Anyway, it was when we were wrapping up our conversation that I spied the aforementioned novel and proceeded to squeal like a Belieber who just spotted Bieber. Over the next week I read the book in snatches, squeezing it in between all the other things I had to do. I feel though that I haven't been merely reading this book. I think I'm subconsciously trying to meld myself into it.
I found myself pondering, "Why shouldn't I take more pleasure in some of the more enjoyable aspects of Italian food and culture? Why not have a second helping?"
I even dusted off my yoga mat. "Why not sit and contemplate on the Word of God with my audio Bible playing softly in the morning light?

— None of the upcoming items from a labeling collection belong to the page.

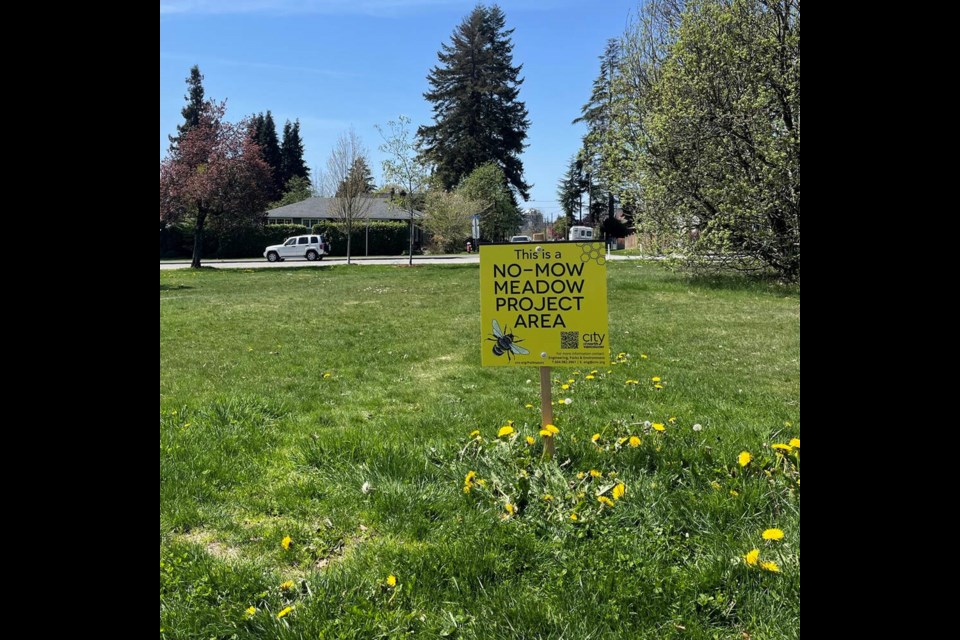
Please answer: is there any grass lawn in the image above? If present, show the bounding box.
[160,263,800,640]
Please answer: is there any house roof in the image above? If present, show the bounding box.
[267,195,423,220]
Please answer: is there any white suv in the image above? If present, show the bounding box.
[263,235,330,262]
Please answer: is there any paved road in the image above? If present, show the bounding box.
[160,253,640,270]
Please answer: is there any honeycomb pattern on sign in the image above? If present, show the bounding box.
[577,242,607,266]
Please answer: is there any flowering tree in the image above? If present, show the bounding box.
[160,101,271,268]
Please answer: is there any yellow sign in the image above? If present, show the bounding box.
[480,242,610,367]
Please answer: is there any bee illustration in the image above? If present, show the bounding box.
[487,320,530,360]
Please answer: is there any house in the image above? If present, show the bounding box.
[267,194,423,228]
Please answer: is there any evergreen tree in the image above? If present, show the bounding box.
[417,5,530,200]
[280,120,310,184]
[169,65,206,151]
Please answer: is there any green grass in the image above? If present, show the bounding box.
[160,263,800,639]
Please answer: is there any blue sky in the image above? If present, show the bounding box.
[160,0,640,217]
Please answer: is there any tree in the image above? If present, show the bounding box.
[457,162,523,240]
[377,115,430,264]
[423,189,483,253]
[326,129,373,264]
[613,0,800,280]
[280,120,310,185]
[160,101,270,268]
[250,110,285,200]
[169,65,205,152]
[417,5,530,200]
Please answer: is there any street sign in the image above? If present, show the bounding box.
[480,242,610,367]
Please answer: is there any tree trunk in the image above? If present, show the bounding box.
[190,210,207,269]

And who says I can't have a good stretch and dance time while worship music plays afterward?"
It's the love part of the book I get stuck at. While I could modify the whole meditating in India bit to suit my spiritual needs and convictions, I find I can't simulate a Bali-esque experience in the middle of Milan. I do happen to know a Felipe (who looks remarkably like a younger version of the actor who plays Felipe in the movie and who is therefore quite handsome), but I somehow doubt that's gonna happen. When he does things like hold my wrist for an unsuitable amount of time in church (thereby ruining hopes with other men and raising unnecessary speculation) and talks about taking my pulse (or something like that. wasn't exactly focused...) I remind myself that he is simply unaware of his charming good looks (as if...) and is just too man-stupid to understand that you don't do things like that with single women who are most decidedly not called to celibacy. Especially if you're not going to follow up and deliver the goods.
Though perhaps this whole love thing is closer than I think. This Tuesday, in what I can only describe as a rather Ketut-like moment in this context, a friend of mine told me he felt certain that soon some romance was going to come my way. Just in case you're wondering, he's engaged and didn't mean himself. But who could it possibly be, I wonder? And how soon is soon? Like Liz, I have my fair share of control issues. But these past few weeks of bliss, this letting go and letting God, makes it much easier not to know. I'll just keep swimming, just keep swimming, and I'll bump into the right fish when the time is right. No sooner, no later. Juuuuuust right.